CATANZARO «Una più efficace politica di valorizzazione dei beni confiscati presenti sul territorio della Regione Calabria». A distanza di tre anni dal precedente accordo, la Regione Calabria rilancia la scommessa del recupero e del riuso dei beni confiscati alla ’ndrangheta e della rigenerazione urbana del territorio, intesa come messaggio preciso sul fronte dell’impegno antimafia e come possibile leva di sviluppo economico e sociale.
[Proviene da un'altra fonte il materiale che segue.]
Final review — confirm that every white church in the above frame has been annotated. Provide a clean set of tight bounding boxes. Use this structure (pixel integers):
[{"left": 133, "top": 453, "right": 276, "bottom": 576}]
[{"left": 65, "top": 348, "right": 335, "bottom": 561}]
Con una recente delibera la Giunta regionale ha adottato lo schema per il rinnovo, triennale, dell’intesa con l’Agenzia nazionale sui beni confiscati, sulla scorta della premessa per cui «la restituzione alle comunità territoriali dei beni confiscati alle mafie costituisce uno strumento di grande valore rieducativo, non solo perché detti beni possono trasformarsi in opportunità occupazionali, generando lavoro che produce beni e servizi di pubblica utilità, ma anche perché gli stessi possono rappresentare luoghi di stimolo alla partecipazione civile, di inclusione sociale e di accoglienza e di costruzione di comunità solidali».
La delibera
Nella delibera della Giunta regionale si dà atto che «il percorso di cooperazione interistituzionale già intrapreso con l’Agenzia e le Prefetture per accrescere il valore aggiunto degli investimenti effettuati, per ottimizzare e monitorare il processo di riutilizzo dei beni stessi, ha trovato piena attuazione con l’Accordo sottoscritto il 13 febbraio 2023; nel corso del primo triennio l’Accordo ha consentito di raggiungere traguardi significativi sia nel percorso di condivisione dei dati e per lo scambio di informazioni ma soprattutto quale strumento di ausilio alla più efficace programmazione delle risorse. Il provvedimento della Giunta evidenzia che «la valorizzazione dei beni confiscati è attuata da parte della Regione mediante l’utilizzo di risorse provenienti da Programmi nazionali e regionali previsti dall’Accordo di Partenariato e dai Piani di Sviluppo e Coesione (Psc) messi a punto dal Fondo per lo Sviluppo e la Coesione oltreché dai fondi comunitari (Pr Fse + 21/27)», e quindi definisce «necessario e utile proseguire, attraverso la cooperazione con l’Agenzia nazionale beni confiscati, una più efficace politica di valorizzazione dei beni confiscati presenti sul territorio della Regione Calabria e per l’individuazione di possibili modalità di riuso, recupero e rigenerazione urbana del territorio, anche attraverso la collocazione di presidi delle Forze di Polizia. Con il nuovo accordo Regione Calabria e l’Agenzia – si legge infine – «intendono promuovere una collaborazione istituzionale bidirezionale, attraverso la condivisione dei dati ed in generale del patrimonio informativo in dotazione alle parti, attuando sinergie finalizzate allo scambio di conoscenze, all’arricchimento del rispettivo patrimonio informativo ed alla diffusione dei risultati ottenuti». (c. a.)